Programme Director;
Representatives of the National Prosecuting Authority;
Members of the South African Police Service;
Members of the Coastal Marine Task Force;
Officials from national, provincial and local government;
Environmental Management Inspectors, Fishery Control Officers and all enforcement practitioners present;
Good morning, and thank you for joining us in Scottburgh for this important two-day training programme.
On behalf of the Department of Forestry, Fisheries and the Environment, I extend a warm welcome to every prosecutor, detective, compliance official, specialist, and partner present here today.

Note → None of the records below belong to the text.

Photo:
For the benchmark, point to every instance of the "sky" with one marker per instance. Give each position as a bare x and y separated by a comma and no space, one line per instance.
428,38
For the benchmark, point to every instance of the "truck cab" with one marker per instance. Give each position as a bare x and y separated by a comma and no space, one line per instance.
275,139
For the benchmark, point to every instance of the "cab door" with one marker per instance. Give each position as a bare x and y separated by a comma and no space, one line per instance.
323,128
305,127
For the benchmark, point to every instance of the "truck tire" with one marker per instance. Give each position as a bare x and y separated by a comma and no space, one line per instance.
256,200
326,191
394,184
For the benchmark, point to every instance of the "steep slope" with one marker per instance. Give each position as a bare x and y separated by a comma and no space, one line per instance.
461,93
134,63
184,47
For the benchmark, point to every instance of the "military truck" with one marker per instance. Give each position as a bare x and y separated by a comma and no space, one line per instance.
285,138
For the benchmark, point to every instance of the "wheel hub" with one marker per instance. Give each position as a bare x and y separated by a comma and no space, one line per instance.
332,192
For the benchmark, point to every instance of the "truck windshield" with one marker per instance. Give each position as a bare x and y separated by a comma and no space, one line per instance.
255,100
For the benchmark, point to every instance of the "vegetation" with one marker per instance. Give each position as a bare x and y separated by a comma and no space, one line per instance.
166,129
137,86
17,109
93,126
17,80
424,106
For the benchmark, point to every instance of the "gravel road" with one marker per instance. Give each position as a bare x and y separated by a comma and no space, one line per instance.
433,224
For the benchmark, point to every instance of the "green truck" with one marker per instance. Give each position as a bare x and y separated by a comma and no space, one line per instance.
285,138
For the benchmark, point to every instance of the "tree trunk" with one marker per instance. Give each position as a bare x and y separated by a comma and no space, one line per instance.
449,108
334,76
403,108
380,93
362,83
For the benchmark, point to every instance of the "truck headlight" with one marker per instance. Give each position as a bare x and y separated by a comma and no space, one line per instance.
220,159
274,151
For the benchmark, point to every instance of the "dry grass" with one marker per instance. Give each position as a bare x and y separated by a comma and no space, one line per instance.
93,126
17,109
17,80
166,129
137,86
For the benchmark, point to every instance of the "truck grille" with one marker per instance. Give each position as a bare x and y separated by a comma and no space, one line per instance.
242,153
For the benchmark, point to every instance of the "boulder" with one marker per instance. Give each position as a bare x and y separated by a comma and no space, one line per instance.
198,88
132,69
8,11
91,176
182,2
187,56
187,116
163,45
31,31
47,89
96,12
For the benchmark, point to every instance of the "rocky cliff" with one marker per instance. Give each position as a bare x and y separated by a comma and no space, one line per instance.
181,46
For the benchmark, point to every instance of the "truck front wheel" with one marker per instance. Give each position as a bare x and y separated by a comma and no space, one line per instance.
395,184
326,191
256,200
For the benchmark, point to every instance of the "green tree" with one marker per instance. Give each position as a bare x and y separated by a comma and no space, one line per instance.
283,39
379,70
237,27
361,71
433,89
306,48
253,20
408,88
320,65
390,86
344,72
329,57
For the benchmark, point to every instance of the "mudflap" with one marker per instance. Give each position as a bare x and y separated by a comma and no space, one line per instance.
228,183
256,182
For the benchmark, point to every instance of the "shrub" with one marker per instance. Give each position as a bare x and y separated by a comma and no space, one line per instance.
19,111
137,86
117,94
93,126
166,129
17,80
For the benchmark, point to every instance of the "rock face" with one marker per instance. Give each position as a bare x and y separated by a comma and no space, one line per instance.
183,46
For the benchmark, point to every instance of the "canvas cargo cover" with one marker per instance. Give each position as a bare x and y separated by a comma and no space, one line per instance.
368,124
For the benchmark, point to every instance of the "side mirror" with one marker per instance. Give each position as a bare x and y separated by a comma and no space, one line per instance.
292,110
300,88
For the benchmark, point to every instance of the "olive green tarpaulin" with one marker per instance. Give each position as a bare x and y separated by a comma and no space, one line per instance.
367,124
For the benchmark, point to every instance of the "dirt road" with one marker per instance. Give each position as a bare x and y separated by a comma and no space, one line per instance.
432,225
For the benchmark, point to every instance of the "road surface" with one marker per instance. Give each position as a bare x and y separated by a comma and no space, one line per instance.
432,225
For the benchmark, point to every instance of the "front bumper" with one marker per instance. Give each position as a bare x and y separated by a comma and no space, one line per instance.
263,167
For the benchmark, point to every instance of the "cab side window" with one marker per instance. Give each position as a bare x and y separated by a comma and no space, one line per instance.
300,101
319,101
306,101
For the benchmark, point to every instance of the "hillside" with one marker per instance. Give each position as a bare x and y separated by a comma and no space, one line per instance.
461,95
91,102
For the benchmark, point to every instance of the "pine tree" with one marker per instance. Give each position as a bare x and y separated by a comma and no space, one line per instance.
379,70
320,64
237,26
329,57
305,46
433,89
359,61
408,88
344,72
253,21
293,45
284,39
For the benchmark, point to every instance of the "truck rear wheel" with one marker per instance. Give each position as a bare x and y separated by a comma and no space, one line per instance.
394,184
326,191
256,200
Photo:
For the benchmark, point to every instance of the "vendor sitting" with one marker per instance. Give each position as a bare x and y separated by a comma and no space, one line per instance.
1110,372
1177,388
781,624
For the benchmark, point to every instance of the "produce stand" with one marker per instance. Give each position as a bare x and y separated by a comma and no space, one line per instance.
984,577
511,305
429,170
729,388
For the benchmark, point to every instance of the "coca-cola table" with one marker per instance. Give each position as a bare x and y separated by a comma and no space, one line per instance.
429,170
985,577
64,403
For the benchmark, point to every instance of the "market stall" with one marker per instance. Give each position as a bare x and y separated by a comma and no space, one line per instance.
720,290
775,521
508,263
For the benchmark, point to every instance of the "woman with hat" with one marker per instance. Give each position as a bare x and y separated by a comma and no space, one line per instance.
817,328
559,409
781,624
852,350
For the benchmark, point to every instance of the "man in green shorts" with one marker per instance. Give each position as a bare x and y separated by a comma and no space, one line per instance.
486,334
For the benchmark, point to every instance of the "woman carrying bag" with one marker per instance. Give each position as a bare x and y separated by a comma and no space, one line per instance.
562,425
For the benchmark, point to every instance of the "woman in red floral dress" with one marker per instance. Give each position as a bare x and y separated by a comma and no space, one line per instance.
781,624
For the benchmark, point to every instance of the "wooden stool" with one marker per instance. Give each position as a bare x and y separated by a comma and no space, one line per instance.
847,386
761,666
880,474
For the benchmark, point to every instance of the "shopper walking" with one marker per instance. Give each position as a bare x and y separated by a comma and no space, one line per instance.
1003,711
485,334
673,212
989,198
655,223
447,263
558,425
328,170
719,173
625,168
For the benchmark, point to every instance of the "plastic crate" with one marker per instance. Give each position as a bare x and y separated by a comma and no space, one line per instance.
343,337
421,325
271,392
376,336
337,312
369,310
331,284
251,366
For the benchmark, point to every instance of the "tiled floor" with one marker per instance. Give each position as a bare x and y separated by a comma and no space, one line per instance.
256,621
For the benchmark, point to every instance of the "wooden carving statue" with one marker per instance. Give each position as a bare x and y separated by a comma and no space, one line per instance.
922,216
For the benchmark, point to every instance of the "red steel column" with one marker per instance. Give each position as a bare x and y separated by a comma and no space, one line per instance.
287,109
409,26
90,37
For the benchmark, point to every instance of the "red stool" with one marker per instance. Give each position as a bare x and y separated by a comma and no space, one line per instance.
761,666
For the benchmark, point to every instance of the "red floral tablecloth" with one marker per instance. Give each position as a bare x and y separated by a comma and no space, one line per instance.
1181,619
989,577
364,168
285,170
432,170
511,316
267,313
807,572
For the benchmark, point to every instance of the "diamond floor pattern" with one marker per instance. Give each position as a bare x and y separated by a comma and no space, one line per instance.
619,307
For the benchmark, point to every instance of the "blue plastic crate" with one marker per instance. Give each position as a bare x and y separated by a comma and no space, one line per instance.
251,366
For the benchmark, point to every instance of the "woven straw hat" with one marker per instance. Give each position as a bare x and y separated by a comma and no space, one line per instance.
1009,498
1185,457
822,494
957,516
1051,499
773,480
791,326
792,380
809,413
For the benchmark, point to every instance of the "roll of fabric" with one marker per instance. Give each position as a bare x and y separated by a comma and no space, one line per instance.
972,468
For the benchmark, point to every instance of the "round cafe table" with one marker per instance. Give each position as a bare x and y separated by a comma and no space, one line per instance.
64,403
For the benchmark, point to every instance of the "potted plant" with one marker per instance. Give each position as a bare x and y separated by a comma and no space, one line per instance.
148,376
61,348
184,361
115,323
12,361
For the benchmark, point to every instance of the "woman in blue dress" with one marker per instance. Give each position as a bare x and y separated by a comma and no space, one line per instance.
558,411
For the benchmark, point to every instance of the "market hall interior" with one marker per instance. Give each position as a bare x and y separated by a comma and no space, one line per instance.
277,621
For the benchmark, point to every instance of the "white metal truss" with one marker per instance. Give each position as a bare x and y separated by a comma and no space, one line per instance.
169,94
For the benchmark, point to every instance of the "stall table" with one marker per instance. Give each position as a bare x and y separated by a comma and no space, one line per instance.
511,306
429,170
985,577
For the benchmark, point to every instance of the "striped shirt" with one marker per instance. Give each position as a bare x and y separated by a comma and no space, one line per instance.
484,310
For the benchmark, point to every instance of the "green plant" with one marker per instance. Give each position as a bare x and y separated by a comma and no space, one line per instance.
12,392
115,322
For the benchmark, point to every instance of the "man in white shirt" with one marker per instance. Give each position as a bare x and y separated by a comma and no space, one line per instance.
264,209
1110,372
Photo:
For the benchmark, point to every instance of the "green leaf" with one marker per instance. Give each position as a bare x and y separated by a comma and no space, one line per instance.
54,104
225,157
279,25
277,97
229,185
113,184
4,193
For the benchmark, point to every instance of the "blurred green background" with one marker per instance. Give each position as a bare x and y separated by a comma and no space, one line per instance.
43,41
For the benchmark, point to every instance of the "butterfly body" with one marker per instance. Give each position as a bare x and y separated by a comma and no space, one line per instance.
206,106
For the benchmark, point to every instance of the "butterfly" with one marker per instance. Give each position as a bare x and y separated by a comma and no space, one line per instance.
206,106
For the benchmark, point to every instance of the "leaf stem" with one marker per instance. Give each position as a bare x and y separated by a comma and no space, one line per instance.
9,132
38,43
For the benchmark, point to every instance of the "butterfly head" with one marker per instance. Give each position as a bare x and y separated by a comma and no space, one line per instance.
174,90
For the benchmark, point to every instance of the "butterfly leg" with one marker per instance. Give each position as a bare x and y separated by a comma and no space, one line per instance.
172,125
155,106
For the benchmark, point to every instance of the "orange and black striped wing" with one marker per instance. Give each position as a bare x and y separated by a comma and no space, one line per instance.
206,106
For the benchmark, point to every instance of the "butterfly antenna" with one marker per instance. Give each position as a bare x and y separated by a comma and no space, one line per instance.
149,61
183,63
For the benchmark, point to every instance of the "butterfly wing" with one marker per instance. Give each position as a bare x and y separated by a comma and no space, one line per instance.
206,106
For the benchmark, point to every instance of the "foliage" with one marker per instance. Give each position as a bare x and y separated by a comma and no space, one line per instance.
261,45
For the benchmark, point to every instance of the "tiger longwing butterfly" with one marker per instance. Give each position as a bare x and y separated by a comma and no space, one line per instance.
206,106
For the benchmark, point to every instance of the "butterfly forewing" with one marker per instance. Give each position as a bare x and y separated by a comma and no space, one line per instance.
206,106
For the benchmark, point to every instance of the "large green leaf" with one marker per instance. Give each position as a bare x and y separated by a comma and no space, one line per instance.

I am particularly grateful that you have set aside two full days from your demanding operational schedules to focus on strengthening the synergy along the entire enforcement and prosecutorial chain — from initial detection and investigation, through evidence preservation and case preparation, to informed prosecutorial decisions and successful outcomes in court.
This training takes place at a critical time for KwaZulu-Natal. Recent public reports have once again highlighted the persistent illegal sale of crayfish (East Coast rock lobster) along the N2 near Hibberdene. What may seem like a simple roadside transaction is often the visible end of a longer criminal chain involving unlawful harvesting, storage, transport, and sale. These activities place unsustainable pressure on our marine resources, undermine lawful fishers, endanger enforcement officers and the public, and erode respect for the law.
The message must be unambiguous: protecting South Africa’s marine, coastal, and natural resources cannot be the responsibility of any single institution, sphere of government, or category of official. It demands a seamless, well-coordinated synergy across the entire enforcement/prosecutorial chain. Coordinated intelligence, lawful and careful investigation, properly preserved evidence, sound charge sheets, informed prosecutorial decisions, and consistent court follow-through must all function as integrated parts of a single, effective system.
We are constitutionally enjoined to do this. Section 24 of the Constitution guarantees everyone the right to an environment that is not harmful to their health or well-being and to have the environment protected, for the benefit of present and future generations, through reasonable legislative and other measures that prevent pollution and ecological degradation, promote conservation, and secure ecologically sustainable development and use of natural resources while promoting justifiable economic and social development.
Our collective duty is therefore to build and maintain this synergy so that we can effectively detect, investigate, prosecute, and deter transgressors — thereby securing our marine resources into perpetuity.
Public cooperation is equally vital. Demand sustains illegal trade. Every purchase of unlawfully harvested marine resources contributes to the depletion of a national asset. Visible enforcement and public education must reinforce each other.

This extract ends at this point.